Back in 2001 I was working in NYC, living in Hoboken and my commute was horrendous…it literally took me an hour and a half (or more depending on delays) on a combination of the PATH, the Subway and walking 22 blocks to get to work. I picked up the habit of buying the NY Post on the first leg of my commute, mainly for Page Six, I will admit, but I also read the news, and then the New York Times on the second half. To this day, I still read both of those papers online, plus a handful or more other papers.
I have to say, in all those years, this is the first time I recall the Post having a news article (I rarely even recall a wine review to be honest) about wine that didn’t involve stolen wine.

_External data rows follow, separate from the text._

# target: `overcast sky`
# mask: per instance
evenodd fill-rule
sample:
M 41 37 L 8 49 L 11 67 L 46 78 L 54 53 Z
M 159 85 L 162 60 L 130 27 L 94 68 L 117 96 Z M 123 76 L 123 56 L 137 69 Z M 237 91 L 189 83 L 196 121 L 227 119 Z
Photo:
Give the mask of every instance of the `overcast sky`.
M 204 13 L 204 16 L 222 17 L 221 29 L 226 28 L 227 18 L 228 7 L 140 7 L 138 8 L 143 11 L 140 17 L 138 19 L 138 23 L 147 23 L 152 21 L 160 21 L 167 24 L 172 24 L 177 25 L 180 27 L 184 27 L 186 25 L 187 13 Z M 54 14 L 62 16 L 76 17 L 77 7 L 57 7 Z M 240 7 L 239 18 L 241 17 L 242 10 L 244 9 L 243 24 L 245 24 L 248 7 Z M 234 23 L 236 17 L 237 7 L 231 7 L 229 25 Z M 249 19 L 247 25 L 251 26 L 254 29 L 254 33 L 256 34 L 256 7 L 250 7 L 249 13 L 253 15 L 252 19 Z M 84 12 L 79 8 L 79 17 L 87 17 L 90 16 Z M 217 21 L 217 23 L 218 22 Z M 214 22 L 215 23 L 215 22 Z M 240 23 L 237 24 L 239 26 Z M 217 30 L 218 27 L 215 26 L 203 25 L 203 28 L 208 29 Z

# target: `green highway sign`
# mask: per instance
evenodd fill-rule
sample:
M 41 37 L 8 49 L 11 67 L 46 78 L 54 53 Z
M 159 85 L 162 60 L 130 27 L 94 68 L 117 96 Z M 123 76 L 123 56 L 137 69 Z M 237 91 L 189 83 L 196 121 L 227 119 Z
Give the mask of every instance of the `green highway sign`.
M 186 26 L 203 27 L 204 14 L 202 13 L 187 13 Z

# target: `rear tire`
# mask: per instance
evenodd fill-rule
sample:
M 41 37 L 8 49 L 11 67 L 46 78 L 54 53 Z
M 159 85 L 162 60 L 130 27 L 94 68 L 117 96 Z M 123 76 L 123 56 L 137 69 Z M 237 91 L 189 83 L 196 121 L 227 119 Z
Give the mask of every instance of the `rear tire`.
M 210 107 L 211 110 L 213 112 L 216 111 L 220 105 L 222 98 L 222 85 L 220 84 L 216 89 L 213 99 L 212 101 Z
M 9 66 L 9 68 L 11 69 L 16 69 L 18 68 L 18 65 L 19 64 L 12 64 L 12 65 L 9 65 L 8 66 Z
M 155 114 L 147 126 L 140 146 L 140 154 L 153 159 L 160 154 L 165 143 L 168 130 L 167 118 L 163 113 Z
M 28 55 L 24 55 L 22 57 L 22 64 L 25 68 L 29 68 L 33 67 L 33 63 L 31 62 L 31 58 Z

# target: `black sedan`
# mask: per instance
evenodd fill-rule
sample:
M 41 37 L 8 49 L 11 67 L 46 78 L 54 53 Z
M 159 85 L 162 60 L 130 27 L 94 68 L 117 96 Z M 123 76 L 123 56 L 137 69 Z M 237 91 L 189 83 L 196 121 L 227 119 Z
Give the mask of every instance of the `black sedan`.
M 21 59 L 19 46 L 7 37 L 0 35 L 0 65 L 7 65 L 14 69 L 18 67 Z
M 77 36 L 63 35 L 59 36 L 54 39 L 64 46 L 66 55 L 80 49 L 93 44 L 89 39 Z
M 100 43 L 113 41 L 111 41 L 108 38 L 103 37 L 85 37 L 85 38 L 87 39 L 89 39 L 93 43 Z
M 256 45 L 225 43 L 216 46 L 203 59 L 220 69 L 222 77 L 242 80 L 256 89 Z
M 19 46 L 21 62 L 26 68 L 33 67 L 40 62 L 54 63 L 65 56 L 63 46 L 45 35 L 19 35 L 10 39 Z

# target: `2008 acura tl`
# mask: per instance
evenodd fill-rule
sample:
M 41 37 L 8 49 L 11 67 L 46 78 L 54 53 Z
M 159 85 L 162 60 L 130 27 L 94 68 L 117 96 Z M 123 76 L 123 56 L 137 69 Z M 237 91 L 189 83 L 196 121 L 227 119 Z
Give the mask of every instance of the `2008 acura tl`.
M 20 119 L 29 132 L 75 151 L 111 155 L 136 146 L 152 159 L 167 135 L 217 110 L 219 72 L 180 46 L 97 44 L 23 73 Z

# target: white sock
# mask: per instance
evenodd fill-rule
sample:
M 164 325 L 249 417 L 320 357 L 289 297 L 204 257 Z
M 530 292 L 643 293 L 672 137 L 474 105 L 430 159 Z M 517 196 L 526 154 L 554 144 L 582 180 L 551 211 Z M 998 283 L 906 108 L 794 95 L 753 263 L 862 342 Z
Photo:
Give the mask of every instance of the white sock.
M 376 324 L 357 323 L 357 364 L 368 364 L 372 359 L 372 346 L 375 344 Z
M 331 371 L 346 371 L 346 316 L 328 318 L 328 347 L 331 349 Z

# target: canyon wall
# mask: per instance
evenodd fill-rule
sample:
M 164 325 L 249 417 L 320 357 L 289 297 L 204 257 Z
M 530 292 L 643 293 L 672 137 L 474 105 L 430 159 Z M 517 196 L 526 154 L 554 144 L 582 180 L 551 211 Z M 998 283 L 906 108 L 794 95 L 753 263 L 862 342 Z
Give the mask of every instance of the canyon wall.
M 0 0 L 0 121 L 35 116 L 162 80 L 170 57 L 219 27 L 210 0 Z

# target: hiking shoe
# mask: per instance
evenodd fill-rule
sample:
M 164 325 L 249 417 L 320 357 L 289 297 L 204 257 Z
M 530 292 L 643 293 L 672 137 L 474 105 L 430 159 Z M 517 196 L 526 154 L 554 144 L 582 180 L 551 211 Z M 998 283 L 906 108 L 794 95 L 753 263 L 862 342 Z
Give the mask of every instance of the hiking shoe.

Apparently there is a new threat to the aroma of wine: Ladybugs. While good for pest control, it has been found by a new Iowa State University study that Ladybugs emit a foul smelling liquid that can be detected in very small amounts by the human nose. Likened to the scent of green peppers and roasted peanuts, the aroma has been dubbed “Ladybug Taint” and is reportedly becoming more common in wine. The article isn’t long, you can find the AP text here.
The article asserts that the Ladybugs are being mixed into the grapes during the fermentation process. I will have to poke around the internet today to see if I can’t find out anything more, but if for nothing else, “Ladybug Taint” made me chuckle this morning.